El pueblo que borr+o Mitch

domingo, 7 de septiembre de 2008

CAPÍTULO I

Pensé que iba a morir.

El agua poco a poco iba subiendo de nivel. Mis pies apenas tocaban con la punta el suelo mientras verdaderas alfombras de hormigas flotaban cerca de mi cara. Los pequeños insectos se habían apretujado para lograr flotar y llegar a tierra firme o aferrarse a un tronco. Esa era su arma; permanecer unidas.
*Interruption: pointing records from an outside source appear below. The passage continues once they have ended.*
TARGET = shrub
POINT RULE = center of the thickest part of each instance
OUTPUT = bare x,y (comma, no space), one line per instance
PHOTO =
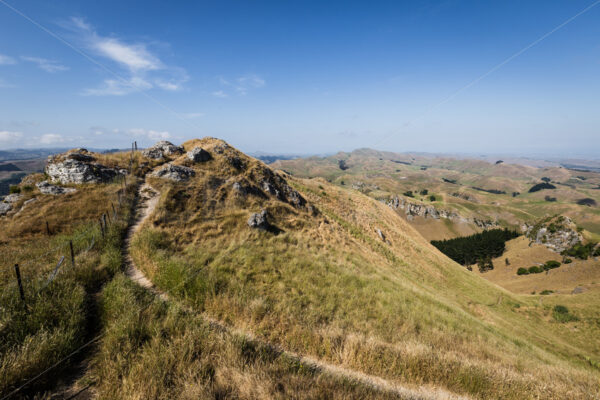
535,270
551,265
581,251
561,314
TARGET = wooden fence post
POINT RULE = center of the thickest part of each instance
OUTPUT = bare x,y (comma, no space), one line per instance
21,291
72,253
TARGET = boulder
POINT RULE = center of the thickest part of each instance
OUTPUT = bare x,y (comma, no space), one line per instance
5,208
47,188
73,170
175,173
259,221
198,154
161,149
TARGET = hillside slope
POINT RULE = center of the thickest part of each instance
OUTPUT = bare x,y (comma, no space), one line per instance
340,277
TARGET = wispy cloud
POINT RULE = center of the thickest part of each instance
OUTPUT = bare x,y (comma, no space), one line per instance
150,134
10,137
47,65
241,85
4,84
140,67
192,115
6,60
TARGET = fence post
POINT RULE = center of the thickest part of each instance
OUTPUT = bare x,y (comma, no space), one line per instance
72,253
21,291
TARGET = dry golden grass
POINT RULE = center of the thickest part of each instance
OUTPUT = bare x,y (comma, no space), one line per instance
580,273
329,287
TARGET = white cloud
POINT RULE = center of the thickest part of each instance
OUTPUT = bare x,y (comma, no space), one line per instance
192,115
10,137
113,87
141,68
4,84
51,138
219,93
47,65
135,57
6,60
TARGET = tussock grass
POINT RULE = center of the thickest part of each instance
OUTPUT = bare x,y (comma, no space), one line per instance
162,352
57,316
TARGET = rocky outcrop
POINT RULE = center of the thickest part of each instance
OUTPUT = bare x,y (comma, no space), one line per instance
78,166
557,233
198,154
413,210
47,188
13,198
162,149
5,208
259,221
175,173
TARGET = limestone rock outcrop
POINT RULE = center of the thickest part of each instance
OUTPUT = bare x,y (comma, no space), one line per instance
413,210
47,188
198,154
78,166
259,220
162,149
557,233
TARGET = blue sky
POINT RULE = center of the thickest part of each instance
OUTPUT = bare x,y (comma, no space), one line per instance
302,76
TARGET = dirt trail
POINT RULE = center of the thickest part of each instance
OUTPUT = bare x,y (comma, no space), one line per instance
147,201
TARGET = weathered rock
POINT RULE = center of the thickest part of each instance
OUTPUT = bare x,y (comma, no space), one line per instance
198,154
176,173
13,198
259,220
76,171
413,210
5,208
161,149
47,188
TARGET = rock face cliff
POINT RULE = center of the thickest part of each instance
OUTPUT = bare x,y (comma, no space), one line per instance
557,233
427,211
79,166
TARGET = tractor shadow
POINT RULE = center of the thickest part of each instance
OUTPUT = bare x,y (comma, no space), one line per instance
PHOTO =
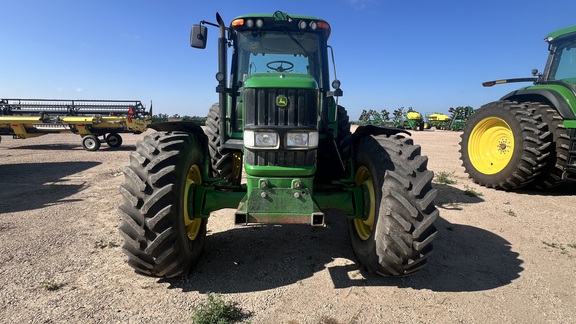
567,188
252,259
28,186
450,197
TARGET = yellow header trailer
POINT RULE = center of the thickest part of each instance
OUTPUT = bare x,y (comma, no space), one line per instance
25,118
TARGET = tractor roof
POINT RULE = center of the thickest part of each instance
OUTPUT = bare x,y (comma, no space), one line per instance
560,34
287,20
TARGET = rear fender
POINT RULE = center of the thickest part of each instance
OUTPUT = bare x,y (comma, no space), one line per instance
367,130
554,98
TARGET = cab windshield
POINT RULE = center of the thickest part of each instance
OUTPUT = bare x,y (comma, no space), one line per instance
266,51
564,63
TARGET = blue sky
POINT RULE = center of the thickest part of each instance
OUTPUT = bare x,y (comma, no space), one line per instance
429,55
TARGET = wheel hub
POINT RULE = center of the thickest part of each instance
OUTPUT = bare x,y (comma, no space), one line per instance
491,145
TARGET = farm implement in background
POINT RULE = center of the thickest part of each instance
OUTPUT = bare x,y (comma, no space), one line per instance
456,121
409,119
26,118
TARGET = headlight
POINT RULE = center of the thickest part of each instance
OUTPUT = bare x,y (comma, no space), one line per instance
301,140
264,139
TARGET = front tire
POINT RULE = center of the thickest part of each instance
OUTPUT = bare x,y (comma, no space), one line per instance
394,236
503,146
161,236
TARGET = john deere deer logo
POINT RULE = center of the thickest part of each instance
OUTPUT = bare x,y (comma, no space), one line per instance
281,101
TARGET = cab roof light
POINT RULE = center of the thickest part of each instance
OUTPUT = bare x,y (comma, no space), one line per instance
238,22
323,25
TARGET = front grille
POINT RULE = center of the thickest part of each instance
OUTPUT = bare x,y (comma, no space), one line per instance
261,111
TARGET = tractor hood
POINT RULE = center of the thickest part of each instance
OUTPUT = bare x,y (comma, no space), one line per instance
281,80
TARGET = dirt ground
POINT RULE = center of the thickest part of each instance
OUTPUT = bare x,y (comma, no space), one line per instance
499,257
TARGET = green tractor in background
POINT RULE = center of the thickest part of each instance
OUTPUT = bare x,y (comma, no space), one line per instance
528,137
277,120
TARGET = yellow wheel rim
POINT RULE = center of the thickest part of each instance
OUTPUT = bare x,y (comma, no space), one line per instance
491,145
193,178
363,226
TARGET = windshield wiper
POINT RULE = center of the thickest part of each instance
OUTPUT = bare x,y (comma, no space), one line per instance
295,41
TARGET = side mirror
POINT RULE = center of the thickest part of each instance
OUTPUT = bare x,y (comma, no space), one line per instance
198,36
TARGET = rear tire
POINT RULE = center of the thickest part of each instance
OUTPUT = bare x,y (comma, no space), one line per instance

El temor más grande era caer a un pozo destapado y que nadie me viera. Cuando mis fuerzas parecían flaquear logré sujetarme de un alambrado de púas que laceraron mis tullidas manos. No lograba ver a nadie más por lo que mi esperanza era alcanzar a mi compañero fotoperiodista que se había adelantado


.Mi cabeza era un puñado de pensamientos depresivos que me obligaban a avanzar contra la corriente del río paz. Por un momento me sumí en un ensueño, pensando sobre lo agónico de morir ahogado. En alguna parte había escuchado que cuando el agua penetra a los pulmones estos se sienten reventar y el instinto de supervivencia te hace recobrar las fuerzas que creías perdidas.

Casi flotando alcancé al fotoperiodista que me acompañaba en esa nueva aventura durante uno de los peores temporales del país. Todos los pueblos de la Costa Azul estaban inundados tras varios días de persistentes lluvias.

El país estaba sumido en alerta roja.Teníamos que llegar hasta los últimos pueblos de la zona en donde la gente había quedado incomunicada y apenas sobrevivían con los pocos alimentos y ropa que rescataron de sus anegadas casas.

Cada rostro compungido de los niños mojados hasta las vísceras era como una bofetada para nuestros más reconditos sentimientos altruistas. Pensaba en mi pequeña hija Gaby y en cada rostro infantil mojado que veía la miraba a ella.

Esto me hacía recobrar el ánimo y emprender la penosa caminata entre el lodo y las fuertes correntadas.No había casa que no estuviera sumergida casi hasta el techo. Algunas personas se habían ingeniado para subir a los techos y esperar por la ayuda. Algunos animales domésticos yacían ahogados y otros del campo intentaban sobrevivir aferrados sobre un árbol. De pronto aparecían los socorristas para evacuarlos a lugares seguros.

Dice un dicho " que no hay algo más valioso que el corazón de un voluntario". Y en estos casos se comprobaba una y otra vez. Uno de estos socorristas notó que apenas tenía fuerzas para seguir avanzando y me ofreció subir a un cayuco que llevaba para sacar a los pobladores. No tuve el valor para subirme a ese medio de transporte. Mi orgullo me reclamaba que el cayuco era para gente que en verdad lo necesitaba. Además, mi presencia ahí era voluntaria.